Rund 92 Millionen Lebensver­sicherungs­-Verträge haben die Deutschen abgeschlossen. Doch des Deutschen liebste Versicherung steckt in der Krise. Jeder vierte Anbieter  hat finanzielle Schwierigkeiten, warnt der Bund der Versicherten. Und die Folgen von Corona sind noch nicht absehbar...

„Mehr als ein Viertel der untersuchten Unternehmen hat ernste Probleme“, sagte der Vorstandssprecher des Vereins, Axel Kleinlein. 22 von 84 untersuchten Versicherern hätten entweder eine zu geringe Zahlungsfähigkeit oder eine negative Gewinnerwartung. Darunter seien auch Anbieter wie die Debeka Leben, DEVK, Ergo und Huk-Coburg, so der Bund. Die Auswertung basiert auf den von der EU vorgeschriebenen Berichten, in denen die Versicherer ihre Finanzlage offenlegen müssen.

Im Moment stünden die Anbieter in einer dreifachen Stresssituation: Die Zinsen seien niedrig, es gebe Unsicherheit bei den Unternehmensanleihen, und die Corona-Krise mache sich bemerkbar. „Die Tektonik der Lebensversicherer ist in Gefahr“, meinte Kleinlein. Die Versicherer sollten ihr Eigenkapital stärken und ihre Anlagen diversifizieren.

Dabei dürften sie aber nicht in die Taschen der Versicherten greifen, betonte Kleinlein. In den Reserven der Versicherer schlummerten 100 Milliarden Euro an Kundengeldern. Jetzt müssten die Unternehmen und Aktionäre für eine Kapitalerhöhung sorgen. Die Probleme der Versicherer lägen vor allem in den zu hohen Garantiezinsen aus den 90er Jahren - wobei nach Ansicht von Kleinlein nicht die Höhe das eigentliche Problem darstellt, sondern die langfristige Kalkulation.

Der Gesamtverband der Deutschen Versicherungswirtschaft dagegen erklärte, die Solvenzquote - also das Verhältnis von vorhandenen zu erforderlichen Eigenmitteln - sei in der Lebensversicherung weiter auskömmlich.

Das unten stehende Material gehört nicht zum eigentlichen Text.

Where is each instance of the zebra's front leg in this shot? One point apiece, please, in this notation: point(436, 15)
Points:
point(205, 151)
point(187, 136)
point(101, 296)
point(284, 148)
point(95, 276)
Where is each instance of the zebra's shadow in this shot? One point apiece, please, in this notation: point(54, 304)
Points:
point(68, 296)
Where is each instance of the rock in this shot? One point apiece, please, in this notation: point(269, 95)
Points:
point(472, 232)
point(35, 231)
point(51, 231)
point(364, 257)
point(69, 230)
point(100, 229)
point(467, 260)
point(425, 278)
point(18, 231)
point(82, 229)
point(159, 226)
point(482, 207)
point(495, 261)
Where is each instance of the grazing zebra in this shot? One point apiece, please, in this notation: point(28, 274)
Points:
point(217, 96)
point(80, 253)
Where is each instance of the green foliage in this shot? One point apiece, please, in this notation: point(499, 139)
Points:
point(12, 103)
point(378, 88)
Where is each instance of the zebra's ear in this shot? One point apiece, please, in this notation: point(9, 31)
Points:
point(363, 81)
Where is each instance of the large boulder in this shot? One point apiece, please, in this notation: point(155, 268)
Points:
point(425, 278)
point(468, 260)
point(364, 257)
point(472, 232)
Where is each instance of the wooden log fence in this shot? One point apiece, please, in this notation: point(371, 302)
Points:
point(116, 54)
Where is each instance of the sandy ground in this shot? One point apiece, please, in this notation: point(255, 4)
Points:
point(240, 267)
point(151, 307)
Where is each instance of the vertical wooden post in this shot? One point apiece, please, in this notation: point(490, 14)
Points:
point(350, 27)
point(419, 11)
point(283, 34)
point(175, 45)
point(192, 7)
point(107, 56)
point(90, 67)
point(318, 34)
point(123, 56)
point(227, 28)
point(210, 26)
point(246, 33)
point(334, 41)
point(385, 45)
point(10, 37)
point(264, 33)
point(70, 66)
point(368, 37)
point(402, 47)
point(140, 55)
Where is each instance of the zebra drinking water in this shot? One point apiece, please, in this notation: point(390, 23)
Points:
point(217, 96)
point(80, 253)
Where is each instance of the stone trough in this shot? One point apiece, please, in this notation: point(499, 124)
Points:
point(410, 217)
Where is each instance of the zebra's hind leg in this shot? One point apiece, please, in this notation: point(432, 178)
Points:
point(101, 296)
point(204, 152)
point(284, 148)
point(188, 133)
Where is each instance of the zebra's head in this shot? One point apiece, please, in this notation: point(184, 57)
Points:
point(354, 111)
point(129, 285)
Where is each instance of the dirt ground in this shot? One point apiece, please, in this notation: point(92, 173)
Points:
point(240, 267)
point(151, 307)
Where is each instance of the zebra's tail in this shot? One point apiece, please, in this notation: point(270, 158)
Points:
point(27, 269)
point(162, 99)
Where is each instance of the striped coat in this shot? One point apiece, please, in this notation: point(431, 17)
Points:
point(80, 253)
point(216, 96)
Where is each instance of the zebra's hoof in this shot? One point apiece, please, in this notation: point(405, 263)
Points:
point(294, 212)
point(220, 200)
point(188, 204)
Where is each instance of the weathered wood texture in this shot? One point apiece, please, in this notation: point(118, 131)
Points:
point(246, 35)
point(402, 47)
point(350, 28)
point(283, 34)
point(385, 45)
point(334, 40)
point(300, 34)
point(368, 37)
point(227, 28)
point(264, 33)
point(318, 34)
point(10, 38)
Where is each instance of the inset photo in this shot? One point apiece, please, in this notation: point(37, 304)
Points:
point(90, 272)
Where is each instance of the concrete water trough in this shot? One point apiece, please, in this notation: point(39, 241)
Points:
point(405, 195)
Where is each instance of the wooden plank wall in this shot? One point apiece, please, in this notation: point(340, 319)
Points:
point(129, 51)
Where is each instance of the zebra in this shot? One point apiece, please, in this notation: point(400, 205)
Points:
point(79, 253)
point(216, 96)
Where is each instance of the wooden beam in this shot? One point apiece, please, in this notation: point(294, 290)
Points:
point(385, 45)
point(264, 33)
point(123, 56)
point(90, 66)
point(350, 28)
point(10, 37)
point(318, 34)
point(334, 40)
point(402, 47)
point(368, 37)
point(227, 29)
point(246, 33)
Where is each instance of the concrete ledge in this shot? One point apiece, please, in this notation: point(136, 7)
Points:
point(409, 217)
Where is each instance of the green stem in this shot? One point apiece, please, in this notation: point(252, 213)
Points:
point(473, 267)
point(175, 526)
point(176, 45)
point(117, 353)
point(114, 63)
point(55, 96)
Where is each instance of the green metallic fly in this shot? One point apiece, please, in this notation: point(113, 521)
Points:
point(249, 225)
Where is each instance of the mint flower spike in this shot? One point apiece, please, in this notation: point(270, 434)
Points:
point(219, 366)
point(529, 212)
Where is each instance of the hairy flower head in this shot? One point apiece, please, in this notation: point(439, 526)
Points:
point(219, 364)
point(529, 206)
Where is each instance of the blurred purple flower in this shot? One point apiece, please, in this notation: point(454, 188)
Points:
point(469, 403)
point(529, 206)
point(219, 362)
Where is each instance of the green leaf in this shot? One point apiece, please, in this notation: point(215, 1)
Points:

Ende 2019 habe die Quote weit über dem vorgeschriebenen Niveau gelegen. Die Auswirkungen der Corona-Pandemie ließen sich derzeit noch nicht abschätzen, auch weil die Effekte zum Teil gegenläufig seien.

Verbandssprecher Christian Ponzel räumte ein, dass die Solvenzberichte für Nicht-Experten schwer verständlich seien. „Die Unternehmen, die besonders transparent sind, sind auch tendenziell diejenigen, die am ehesten bereit sind, sich mit den eigenen Problemen auseinanderzusetzen“, erklärte Kleinlein vom Bund der Versicherten. Der Verein sieht sich als unabhängige Lobby der Versicherten.

Kunden sollten zuerst allerdings prüfen, ob sie überhaupt eine derartige Versicherung bräuchten. Der Bund der Versicherten rät von solchen Verträgen ab. Es sei derzeit keine gute Idee, als Kapitalanlage oder zum Sparen eine Lebensversicherung abzuschließen.